Water pump, spark plugs, anodes if needed, grease all fittings, grease prop shaft, thermostat, timing belt, lower unit oil “replace washers on drain/fill screws” of course oil and filter “use marine oil” as far as tutorial goes I can’t help. But, we can walk ya through these items if you are mexhanicly inclined and have something other than a hasbro tool set.


----------



## Oceantrav (Jun 8, 2018)

Appreciate the response. Was hoping there would be manuals online.

Into dirtbikes, and when you buy one you get a Manual that pretty much details everything. Like where the drain bolt it, the amount of oil and type to fill up with, etc.


----------



## Guest (Aug 30, 2018)

If you search and are willing to spend the $, you’ll find a manual. Are you planning on keeping this one or flipping it? If flipping, don’t do anything you don’t have to and let the price reflect it is due for a service. The buyer would most likely rathe have it serviced at they’re shop of choice. Just be honest with the buyer.


----------



## Oceantrav (Jun 8, 2018)

Can never make my mind up on what boat/boats I want. But bought this 2011 17ft Clearwater skiff and really like it. Even thought about selling the engine off it and buying a brand new engine lol.

Selling a 14 stumpnocker with a 17 Yamaha 25 for 4500, and a 1990 seaox 20ft with 2016 Yamaha 200 for 17,500. Then plan is to keep this for awhile, and get another big boat down the road when I find a steal, but still keep this one too. 

It’s at a guys shop right now getting a new stereo, bilge, livewell pump, and gps installed.


----------



## No Bait / Lures Only (Apr 10, 2011)

Boatbrains said:


> If you search and are willing to spend the $, you’ll find a manual.
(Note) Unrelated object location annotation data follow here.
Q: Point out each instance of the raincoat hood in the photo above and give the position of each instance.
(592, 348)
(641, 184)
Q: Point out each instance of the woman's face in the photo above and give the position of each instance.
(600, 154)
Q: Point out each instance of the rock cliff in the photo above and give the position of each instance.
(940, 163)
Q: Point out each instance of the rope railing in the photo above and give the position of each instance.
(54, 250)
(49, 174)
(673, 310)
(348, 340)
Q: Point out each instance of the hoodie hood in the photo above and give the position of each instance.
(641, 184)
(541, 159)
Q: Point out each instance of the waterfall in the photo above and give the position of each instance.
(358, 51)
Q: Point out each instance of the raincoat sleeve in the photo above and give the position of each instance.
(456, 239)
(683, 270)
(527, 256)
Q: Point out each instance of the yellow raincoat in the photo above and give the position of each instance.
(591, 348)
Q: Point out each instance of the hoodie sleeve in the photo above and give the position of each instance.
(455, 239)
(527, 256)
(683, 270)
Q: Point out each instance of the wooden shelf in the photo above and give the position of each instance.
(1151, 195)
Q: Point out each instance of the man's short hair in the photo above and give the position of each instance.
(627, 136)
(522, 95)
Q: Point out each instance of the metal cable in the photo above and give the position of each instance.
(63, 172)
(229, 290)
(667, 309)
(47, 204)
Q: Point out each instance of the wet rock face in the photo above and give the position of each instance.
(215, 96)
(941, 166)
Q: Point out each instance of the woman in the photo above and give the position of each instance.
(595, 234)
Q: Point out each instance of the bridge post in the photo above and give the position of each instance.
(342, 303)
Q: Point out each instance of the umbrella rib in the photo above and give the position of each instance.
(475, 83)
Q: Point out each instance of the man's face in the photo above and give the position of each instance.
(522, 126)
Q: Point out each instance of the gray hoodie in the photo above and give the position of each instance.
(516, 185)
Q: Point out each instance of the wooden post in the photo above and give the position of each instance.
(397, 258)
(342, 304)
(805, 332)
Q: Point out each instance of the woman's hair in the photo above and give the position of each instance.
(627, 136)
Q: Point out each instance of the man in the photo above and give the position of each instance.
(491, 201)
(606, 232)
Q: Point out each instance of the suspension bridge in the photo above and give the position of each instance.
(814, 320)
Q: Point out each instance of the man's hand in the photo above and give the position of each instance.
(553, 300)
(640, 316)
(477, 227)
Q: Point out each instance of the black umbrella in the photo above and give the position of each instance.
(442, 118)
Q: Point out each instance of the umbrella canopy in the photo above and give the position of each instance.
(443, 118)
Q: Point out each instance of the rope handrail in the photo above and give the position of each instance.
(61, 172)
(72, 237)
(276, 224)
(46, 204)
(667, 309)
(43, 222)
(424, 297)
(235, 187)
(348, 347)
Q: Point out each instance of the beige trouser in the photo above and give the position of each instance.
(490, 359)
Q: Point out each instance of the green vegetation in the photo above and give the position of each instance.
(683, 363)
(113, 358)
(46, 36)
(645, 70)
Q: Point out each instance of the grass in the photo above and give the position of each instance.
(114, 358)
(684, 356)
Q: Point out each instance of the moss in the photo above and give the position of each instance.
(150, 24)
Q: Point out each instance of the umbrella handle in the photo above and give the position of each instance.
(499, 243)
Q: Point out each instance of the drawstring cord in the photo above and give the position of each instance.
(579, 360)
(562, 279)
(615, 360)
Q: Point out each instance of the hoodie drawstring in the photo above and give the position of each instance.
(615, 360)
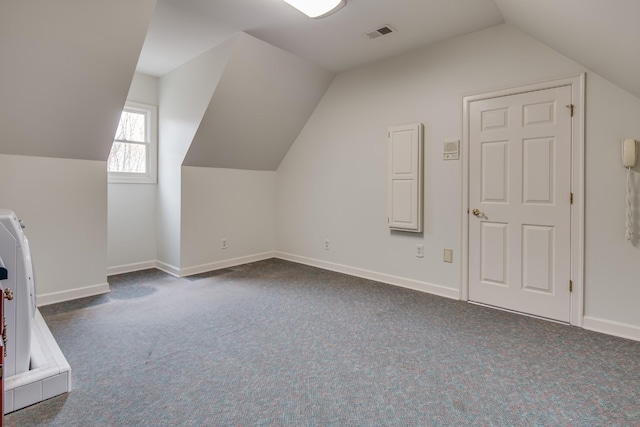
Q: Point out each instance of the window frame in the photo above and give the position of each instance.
(151, 143)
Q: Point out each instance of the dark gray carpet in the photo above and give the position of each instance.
(282, 344)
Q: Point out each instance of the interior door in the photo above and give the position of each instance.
(520, 202)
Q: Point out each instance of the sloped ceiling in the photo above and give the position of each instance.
(65, 71)
(263, 99)
(603, 36)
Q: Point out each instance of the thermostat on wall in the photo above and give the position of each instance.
(452, 150)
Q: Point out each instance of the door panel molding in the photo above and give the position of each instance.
(537, 117)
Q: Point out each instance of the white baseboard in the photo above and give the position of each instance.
(55, 297)
(610, 327)
(373, 275)
(203, 268)
(128, 268)
(168, 268)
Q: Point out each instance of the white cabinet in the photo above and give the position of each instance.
(405, 176)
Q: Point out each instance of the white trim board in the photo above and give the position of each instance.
(610, 327)
(416, 285)
(218, 265)
(202, 268)
(56, 297)
(129, 268)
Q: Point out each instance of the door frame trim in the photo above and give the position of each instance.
(577, 83)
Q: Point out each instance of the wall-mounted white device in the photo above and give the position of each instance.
(451, 150)
(629, 152)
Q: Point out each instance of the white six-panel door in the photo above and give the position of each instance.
(519, 202)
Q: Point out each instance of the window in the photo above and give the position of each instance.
(133, 156)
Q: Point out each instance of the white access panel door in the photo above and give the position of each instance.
(519, 200)
(405, 175)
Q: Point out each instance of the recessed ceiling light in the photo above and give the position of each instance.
(317, 8)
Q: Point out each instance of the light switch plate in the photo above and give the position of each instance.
(451, 150)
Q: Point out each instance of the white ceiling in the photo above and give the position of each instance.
(604, 36)
(182, 29)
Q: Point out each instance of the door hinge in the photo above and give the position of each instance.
(571, 107)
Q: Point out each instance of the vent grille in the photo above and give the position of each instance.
(382, 31)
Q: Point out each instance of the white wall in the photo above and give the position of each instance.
(236, 205)
(612, 265)
(66, 69)
(64, 205)
(331, 184)
(132, 207)
(184, 95)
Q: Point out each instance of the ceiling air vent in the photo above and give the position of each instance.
(382, 31)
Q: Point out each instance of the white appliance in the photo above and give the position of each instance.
(19, 312)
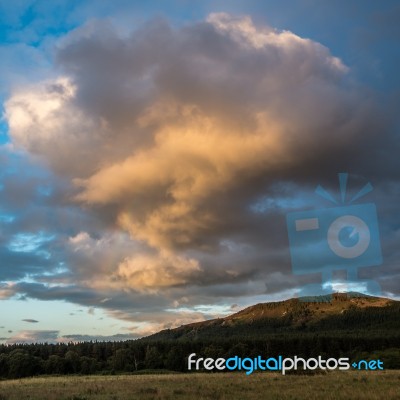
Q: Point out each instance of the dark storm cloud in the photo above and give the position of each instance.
(188, 147)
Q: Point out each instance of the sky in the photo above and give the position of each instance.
(151, 151)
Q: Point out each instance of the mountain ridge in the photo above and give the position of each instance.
(337, 312)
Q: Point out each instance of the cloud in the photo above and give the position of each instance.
(44, 336)
(184, 148)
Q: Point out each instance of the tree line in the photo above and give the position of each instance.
(22, 360)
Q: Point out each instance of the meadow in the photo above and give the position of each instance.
(335, 385)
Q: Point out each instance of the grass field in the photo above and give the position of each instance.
(336, 385)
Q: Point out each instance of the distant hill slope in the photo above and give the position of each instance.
(350, 313)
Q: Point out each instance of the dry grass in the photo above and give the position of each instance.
(336, 385)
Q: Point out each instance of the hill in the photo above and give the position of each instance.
(341, 313)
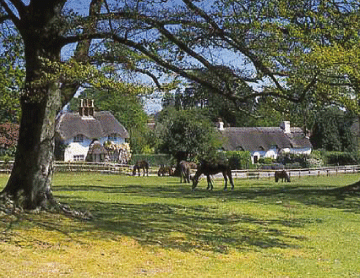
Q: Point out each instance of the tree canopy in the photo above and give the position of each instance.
(186, 134)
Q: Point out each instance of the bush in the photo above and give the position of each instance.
(340, 158)
(152, 159)
(239, 160)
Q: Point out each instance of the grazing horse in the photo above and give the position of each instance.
(210, 168)
(163, 170)
(282, 175)
(141, 164)
(185, 168)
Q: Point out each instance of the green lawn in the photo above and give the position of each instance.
(157, 227)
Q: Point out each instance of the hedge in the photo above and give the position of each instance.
(152, 159)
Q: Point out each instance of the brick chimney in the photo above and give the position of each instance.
(285, 126)
(220, 124)
(86, 108)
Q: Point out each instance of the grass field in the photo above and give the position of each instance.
(157, 227)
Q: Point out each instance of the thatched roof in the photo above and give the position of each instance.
(262, 138)
(97, 148)
(102, 124)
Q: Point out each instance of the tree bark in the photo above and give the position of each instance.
(30, 180)
(32, 173)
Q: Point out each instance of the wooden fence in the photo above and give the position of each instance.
(115, 168)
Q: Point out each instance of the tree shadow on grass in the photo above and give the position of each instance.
(189, 228)
(200, 226)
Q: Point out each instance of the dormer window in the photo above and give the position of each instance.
(79, 138)
(113, 137)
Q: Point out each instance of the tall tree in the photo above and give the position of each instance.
(186, 134)
(289, 46)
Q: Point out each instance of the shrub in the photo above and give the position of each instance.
(152, 159)
(239, 159)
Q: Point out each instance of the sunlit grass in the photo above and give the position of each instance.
(158, 227)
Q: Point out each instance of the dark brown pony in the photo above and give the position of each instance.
(212, 168)
(185, 168)
(141, 164)
(165, 170)
(282, 175)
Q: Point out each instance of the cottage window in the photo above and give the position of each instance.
(113, 137)
(79, 157)
(79, 138)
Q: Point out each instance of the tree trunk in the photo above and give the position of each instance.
(30, 180)
(31, 176)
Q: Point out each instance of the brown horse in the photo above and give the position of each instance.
(282, 175)
(165, 170)
(185, 168)
(141, 164)
(211, 168)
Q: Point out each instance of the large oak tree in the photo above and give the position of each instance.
(295, 48)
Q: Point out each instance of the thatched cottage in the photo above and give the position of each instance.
(83, 135)
(265, 141)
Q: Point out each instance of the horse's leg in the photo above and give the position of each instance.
(187, 177)
(231, 180)
(225, 180)
(210, 186)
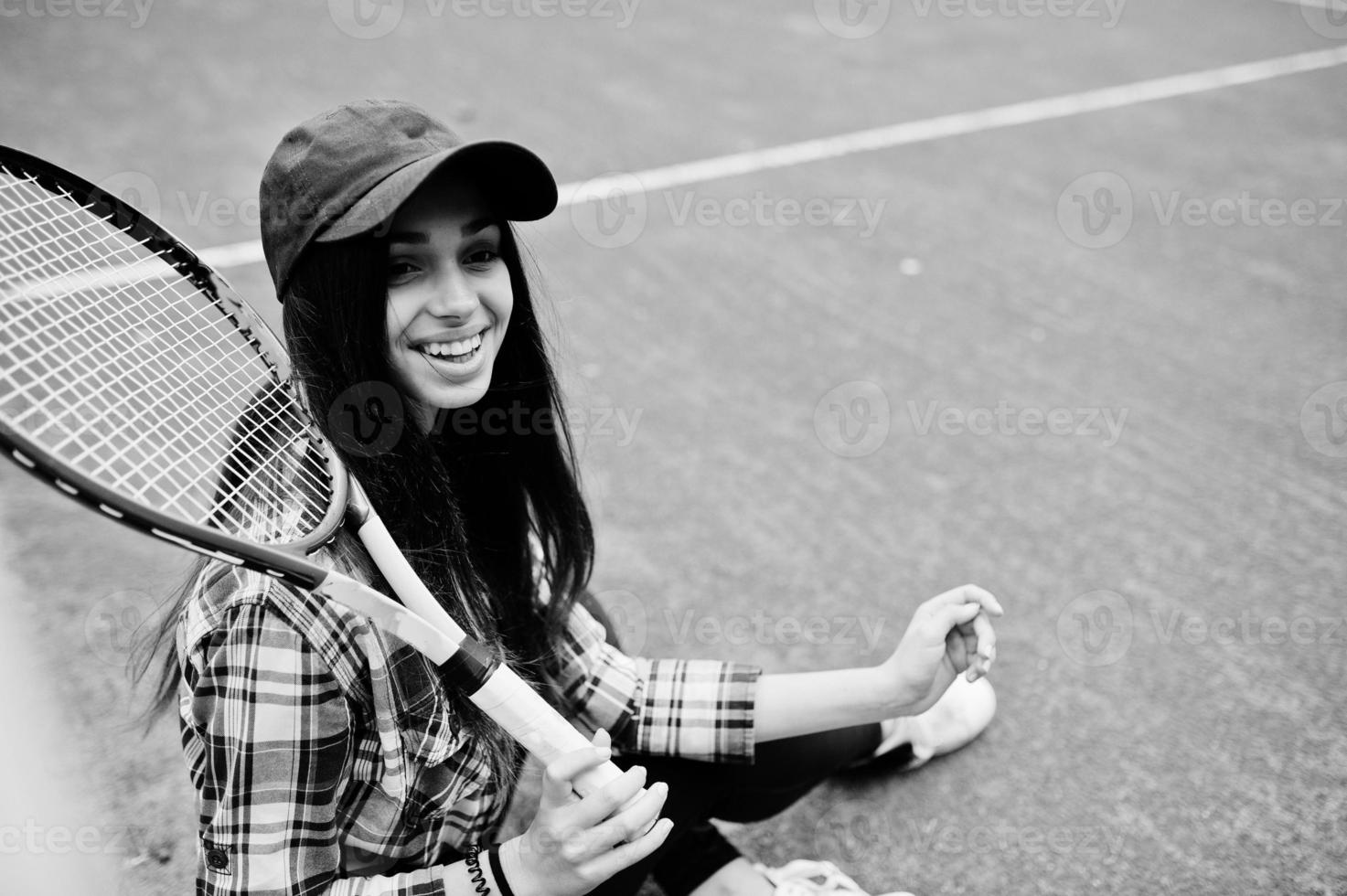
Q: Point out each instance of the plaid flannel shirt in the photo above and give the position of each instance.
(325, 760)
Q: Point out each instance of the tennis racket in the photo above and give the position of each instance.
(136, 381)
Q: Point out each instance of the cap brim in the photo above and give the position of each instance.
(513, 181)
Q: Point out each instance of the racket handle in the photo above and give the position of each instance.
(518, 709)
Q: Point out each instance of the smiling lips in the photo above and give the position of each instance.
(455, 350)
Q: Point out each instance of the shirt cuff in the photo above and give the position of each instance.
(697, 709)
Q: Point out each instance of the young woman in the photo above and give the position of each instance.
(327, 756)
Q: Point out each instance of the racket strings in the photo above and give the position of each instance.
(179, 386)
(128, 371)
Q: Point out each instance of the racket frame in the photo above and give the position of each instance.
(422, 622)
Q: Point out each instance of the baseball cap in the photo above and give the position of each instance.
(345, 171)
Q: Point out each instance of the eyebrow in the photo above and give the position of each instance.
(416, 238)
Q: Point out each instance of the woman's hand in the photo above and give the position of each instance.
(575, 844)
(948, 635)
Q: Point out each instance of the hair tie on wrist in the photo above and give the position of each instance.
(493, 858)
(475, 869)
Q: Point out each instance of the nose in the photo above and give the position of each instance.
(454, 295)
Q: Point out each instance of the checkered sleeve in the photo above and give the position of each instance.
(276, 734)
(692, 709)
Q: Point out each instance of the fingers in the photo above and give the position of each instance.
(560, 773)
(970, 594)
(967, 608)
(608, 799)
(626, 855)
(626, 825)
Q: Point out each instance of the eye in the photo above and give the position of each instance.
(481, 258)
(401, 271)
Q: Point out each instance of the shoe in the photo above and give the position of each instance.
(802, 878)
(959, 716)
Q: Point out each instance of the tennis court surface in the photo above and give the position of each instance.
(871, 301)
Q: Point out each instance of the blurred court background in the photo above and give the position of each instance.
(1093, 360)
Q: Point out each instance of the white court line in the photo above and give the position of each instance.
(905, 133)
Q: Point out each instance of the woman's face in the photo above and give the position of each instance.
(449, 298)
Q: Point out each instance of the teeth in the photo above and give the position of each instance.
(449, 349)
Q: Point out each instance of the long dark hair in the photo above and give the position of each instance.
(460, 500)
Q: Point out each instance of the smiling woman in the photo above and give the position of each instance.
(327, 756)
(449, 296)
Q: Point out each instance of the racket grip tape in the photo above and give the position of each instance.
(543, 731)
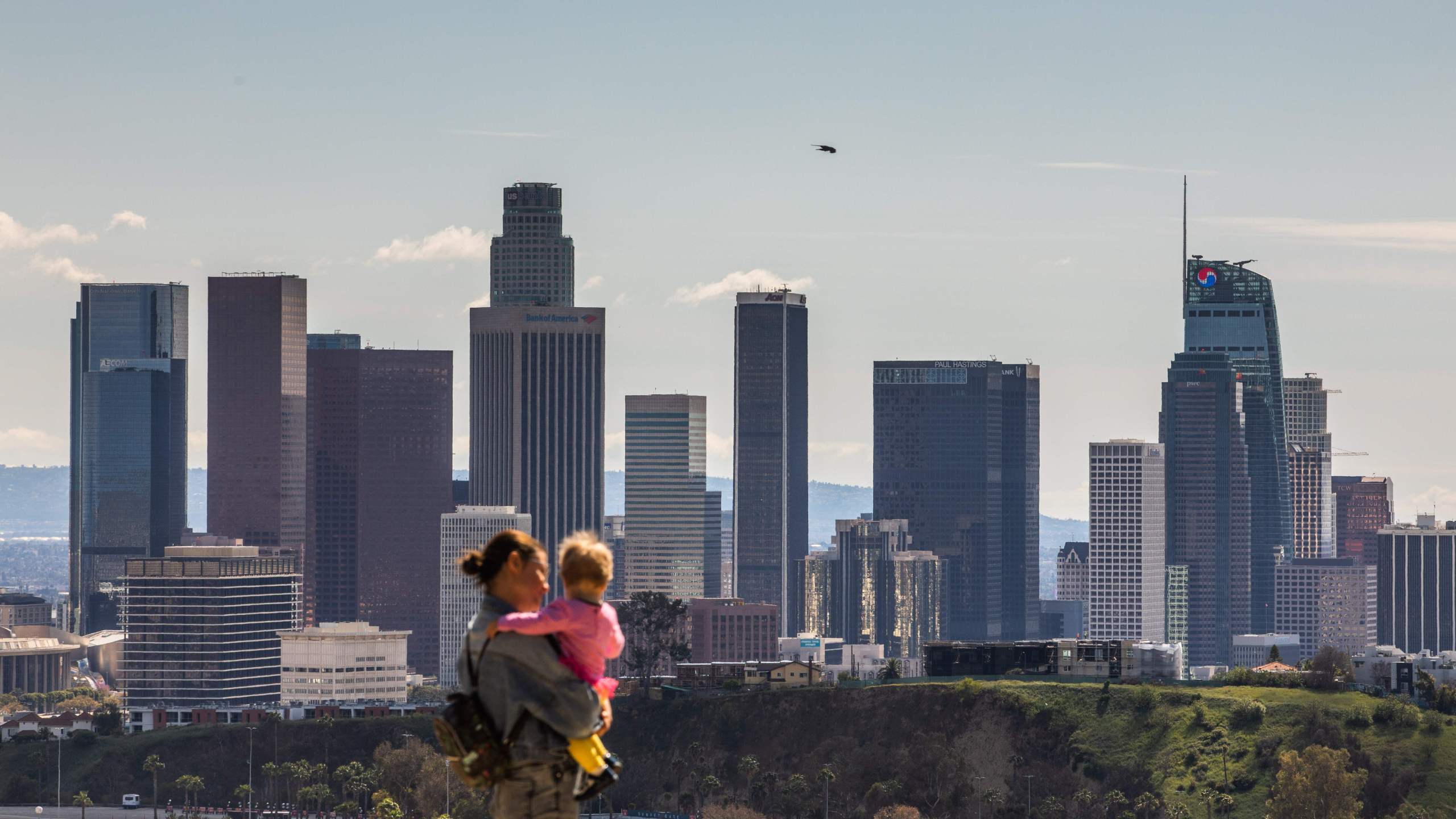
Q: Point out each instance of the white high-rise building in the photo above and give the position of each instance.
(1311, 475)
(464, 530)
(1126, 540)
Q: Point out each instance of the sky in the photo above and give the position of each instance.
(1008, 184)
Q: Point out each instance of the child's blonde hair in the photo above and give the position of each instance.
(584, 560)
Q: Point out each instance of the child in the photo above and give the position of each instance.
(589, 634)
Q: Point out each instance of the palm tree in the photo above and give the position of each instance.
(1083, 799)
(749, 767)
(825, 776)
(190, 784)
(84, 800)
(271, 774)
(154, 766)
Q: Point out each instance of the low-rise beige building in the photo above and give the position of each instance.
(344, 662)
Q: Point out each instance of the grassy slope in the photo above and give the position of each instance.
(896, 732)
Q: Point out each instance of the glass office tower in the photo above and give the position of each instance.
(1229, 309)
(957, 454)
(129, 437)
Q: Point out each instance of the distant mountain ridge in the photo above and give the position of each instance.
(37, 498)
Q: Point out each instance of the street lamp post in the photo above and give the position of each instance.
(251, 729)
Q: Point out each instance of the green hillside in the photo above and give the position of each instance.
(935, 747)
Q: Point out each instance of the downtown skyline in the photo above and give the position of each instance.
(996, 260)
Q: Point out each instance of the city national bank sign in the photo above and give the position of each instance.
(560, 318)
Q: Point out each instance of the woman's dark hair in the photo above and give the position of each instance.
(485, 564)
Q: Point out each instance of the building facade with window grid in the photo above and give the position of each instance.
(1126, 535)
(676, 524)
(957, 454)
(1207, 499)
(1306, 421)
(203, 626)
(1229, 311)
(461, 531)
(1327, 602)
(537, 414)
(1363, 506)
(771, 451)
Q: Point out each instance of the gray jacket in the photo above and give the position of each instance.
(522, 674)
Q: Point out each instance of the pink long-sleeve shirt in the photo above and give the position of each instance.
(589, 633)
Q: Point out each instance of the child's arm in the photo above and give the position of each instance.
(551, 620)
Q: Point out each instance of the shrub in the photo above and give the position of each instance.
(1250, 713)
(1143, 700)
(1358, 717)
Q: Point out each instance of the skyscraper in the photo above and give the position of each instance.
(129, 436)
(203, 626)
(1229, 309)
(1363, 506)
(464, 530)
(1306, 421)
(1207, 487)
(673, 540)
(957, 454)
(537, 407)
(379, 480)
(1126, 532)
(532, 263)
(257, 410)
(771, 451)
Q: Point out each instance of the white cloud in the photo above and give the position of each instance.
(15, 237)
(719, 446)
(64, 268)
(1416, 234)
(1436, 499)
(127, 219)
(28, 439)
(446, 245)
(839, 448)
(739, 282)
(518, 135)
(1120, 167)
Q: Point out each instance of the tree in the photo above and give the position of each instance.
(656, 628)
(84, 802)
(1113, 802)
(271, 774)
(1329, 667)
(1318, 781)
(1083, 799)
(154, 766)
(890, 669)
(749, 768)
(191, 784)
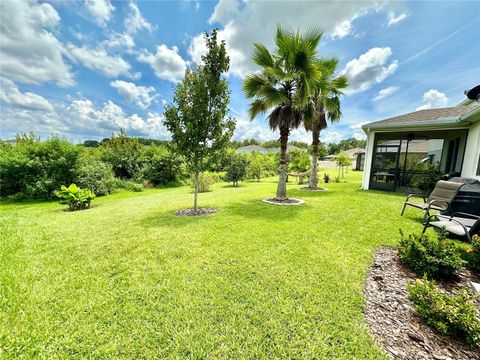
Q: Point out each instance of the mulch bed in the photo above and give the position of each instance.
(306, 188)
(290, 201)
(200, 212)
(392, 319)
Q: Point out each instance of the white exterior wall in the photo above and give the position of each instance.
(472, 152)
(368, 160)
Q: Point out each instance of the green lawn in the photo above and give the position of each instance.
(129, 279)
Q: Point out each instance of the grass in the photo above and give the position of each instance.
(129, 279)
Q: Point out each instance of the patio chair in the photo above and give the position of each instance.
(459, 223)
(439, 199)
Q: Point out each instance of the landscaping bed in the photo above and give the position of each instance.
(392, 318)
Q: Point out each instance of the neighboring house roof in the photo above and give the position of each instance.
(251, 148)
(289, 148)
(460, 115)
(354, 152)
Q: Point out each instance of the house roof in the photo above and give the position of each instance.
(440, 117)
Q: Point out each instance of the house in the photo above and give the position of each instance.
(251, 148)
(403, 150)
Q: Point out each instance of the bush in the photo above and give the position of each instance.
(450, 315)
(236, 169)
(35, 169)
(128, 185)
(431, 257)
(124, 154)
(205, 181)
(473, 254)
(94, 174)
(74, 197)
(162, 166)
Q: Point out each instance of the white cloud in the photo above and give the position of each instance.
(383, 93)
(10, 95)
(141, 96)
(255, 22)
(342, 29)
(101, 10)
(30, 53)
(166, 63)
(119, 41)
(135, 20)
(433, 99)
(369, 69)
(100, 61)
(394, 19)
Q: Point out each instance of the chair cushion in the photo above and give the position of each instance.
(424, 206)
(450, 226)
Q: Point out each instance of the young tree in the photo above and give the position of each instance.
(324, 105)
(198, 118)
(283, 86)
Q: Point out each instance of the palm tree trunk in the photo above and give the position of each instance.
(282, 179)
(195, 193)
(315, 142)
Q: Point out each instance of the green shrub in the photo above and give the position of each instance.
(124, 154)
(431, 257)
(128, 185)
(94, 174)
(35, 168)
(236, 169)
(205, 181)
(162, 166)
(74, 197)
(473, 254)
(450, 315)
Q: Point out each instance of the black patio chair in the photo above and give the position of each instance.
(439, 199)
(459, 223)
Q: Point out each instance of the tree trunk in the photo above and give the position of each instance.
(195, 193)
(282, 179)
(315, 142)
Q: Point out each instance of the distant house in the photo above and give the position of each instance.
(251, 148)
(403, 149)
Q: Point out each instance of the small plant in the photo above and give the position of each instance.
(429, 256)
(450, 315)
(74, 197)
(473, 254)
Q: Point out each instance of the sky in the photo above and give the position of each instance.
(83, 69)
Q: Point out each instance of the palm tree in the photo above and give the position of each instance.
(324, 105)
(284, 86)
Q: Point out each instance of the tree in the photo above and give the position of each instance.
(198, 118)
(324, 105)
(283, 86)
(236, 169)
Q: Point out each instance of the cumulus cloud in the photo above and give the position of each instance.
(369, 69)
(10, 95)
(394, 19)
(100, 61)
(342, 29)
(30, 51)
(383, 93)
(141, 96)
(101, 10)
(433, 99)
(166, 63)
(255, 22)
(135, 20)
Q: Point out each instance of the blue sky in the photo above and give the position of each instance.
(82, 69)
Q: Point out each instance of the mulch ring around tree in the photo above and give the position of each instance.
(288, 201)
(200, 212)
(392, 319)
(307, 188)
Are you planning on keeping this one or flipping it? If flipping, don’t do anything you don’t have to and let the price reflect it is due for a service. The buyer would most likely rathe have it serviced at they’re shop of choice. Just be honest with the buyer.


Just bought the yamaha shop manual for my recent 2014 f70, $30.00 on eBay. Covers everything.


----------